The decline and fall of David Brooks
American moral corruption has saddled us with unsustainable debt, says the New York Times columnist. Uh, no
Topics: How the World Works, The New York Times, David Brooks, Politics News
America needs “a moral revival,” declares David Brooks in Tuesday’s New York Times. We are drowning in a sea of debt, and this is because we have lost our moorings; we have abandoned our tradition of Calvinist restraint, self-denial and frugal responsibility. If we don’t start living right, we run the risk of cultural failure, that time-honored historical pattern in which “affluence and luxury lead to decadence, corruption and decline.”
My my my. I’ve seen some high horses in my day, but David Brooks is perched on a saddle so far aloft in the clouds of self-delusion that he can’t even see the earth, much less reality. Let’s examine his thesis more closely.
Americans ran up a lot of debt in the last few decades. There’s no question about that. But one of the most striking developments of the last year has been how Americans have responded to the financial crisis at an individual level. We made a collective decision to start saving and stop spending. Is this because we woke up one morning last fall and suddenly became born-again Calvinists? No, it seems clear that we were responding rationally to economic incentives. The economy crashed, unemployment surged, home prices plummeted, and presto: We all started pinching pennies. Morality, insofar as expressed via our spending habits, is merely a reflection of the economy.

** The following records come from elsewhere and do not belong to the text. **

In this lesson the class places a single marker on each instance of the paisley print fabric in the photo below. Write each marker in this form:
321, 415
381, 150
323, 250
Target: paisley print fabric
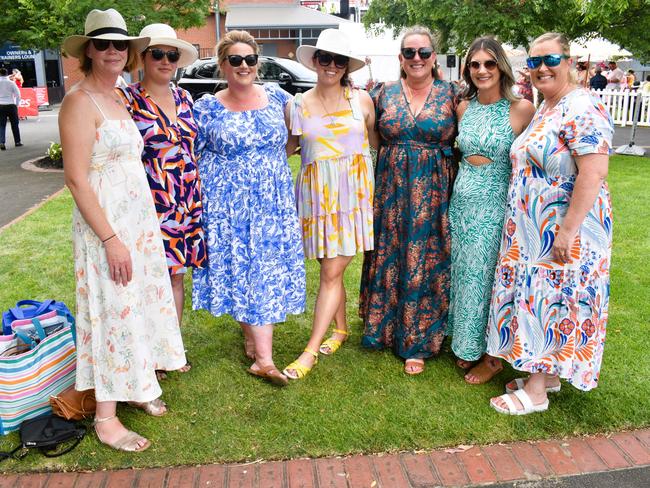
255, 269
405, 281
124, 333
476, 211
335, 186
168, 158
546, 316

To his credit, Brooks acknowledges this point. But then he immediately dismisses it:
Over the past few months, those debt levels have begun to come down. But that doesn’t mean we’ve re-established standards of personal restraint. We’ve simply shifted from private debt to public debt.

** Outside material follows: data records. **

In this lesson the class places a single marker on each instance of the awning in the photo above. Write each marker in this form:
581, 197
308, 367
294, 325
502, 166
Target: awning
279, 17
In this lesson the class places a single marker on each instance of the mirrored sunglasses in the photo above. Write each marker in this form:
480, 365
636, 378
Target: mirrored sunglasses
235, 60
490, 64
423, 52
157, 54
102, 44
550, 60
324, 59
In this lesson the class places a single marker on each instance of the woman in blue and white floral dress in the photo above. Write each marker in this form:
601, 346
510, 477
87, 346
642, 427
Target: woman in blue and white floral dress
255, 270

This, Brooks suggests, proves that “there clearly has been an erosion in the country’s financial values.” Elsewhere he suggests that our cultural decline began sometime around 1980.

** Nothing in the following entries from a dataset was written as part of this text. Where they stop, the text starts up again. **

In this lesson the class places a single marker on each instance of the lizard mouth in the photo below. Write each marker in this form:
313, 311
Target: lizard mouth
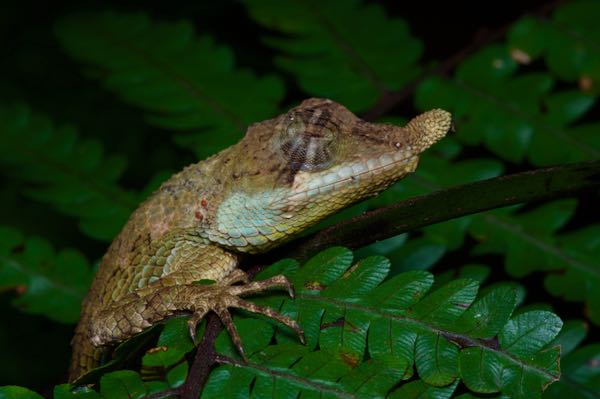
354, 174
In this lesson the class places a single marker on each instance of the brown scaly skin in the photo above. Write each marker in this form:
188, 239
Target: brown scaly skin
286, 174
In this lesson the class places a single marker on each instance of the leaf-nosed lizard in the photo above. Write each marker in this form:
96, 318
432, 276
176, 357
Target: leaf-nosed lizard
286, 174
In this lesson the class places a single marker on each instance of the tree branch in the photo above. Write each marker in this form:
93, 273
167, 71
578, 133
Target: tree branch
446, 204
386, 222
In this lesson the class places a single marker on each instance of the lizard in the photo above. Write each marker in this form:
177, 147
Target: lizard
285, 175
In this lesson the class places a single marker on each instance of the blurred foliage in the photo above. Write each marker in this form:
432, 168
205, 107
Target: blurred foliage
527, 100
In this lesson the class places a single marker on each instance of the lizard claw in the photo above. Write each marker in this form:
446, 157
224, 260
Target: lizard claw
224, 297
195, 318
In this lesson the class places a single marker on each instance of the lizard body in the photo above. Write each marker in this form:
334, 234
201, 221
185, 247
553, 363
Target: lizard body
286, 174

Brooks displays a bizarre historical amnesia throughout his column. For example, he never even mentions the transition from the Roaring Twenties to the Great Depression. Maybe it’s because the shift from decadence to thrift at that point was also obviously a response to economic incentives. Even worse, a moral revival didn’t restore economic growth after the Crash — government action and ultimately the fiscal stimulus provided by World War II did the trick.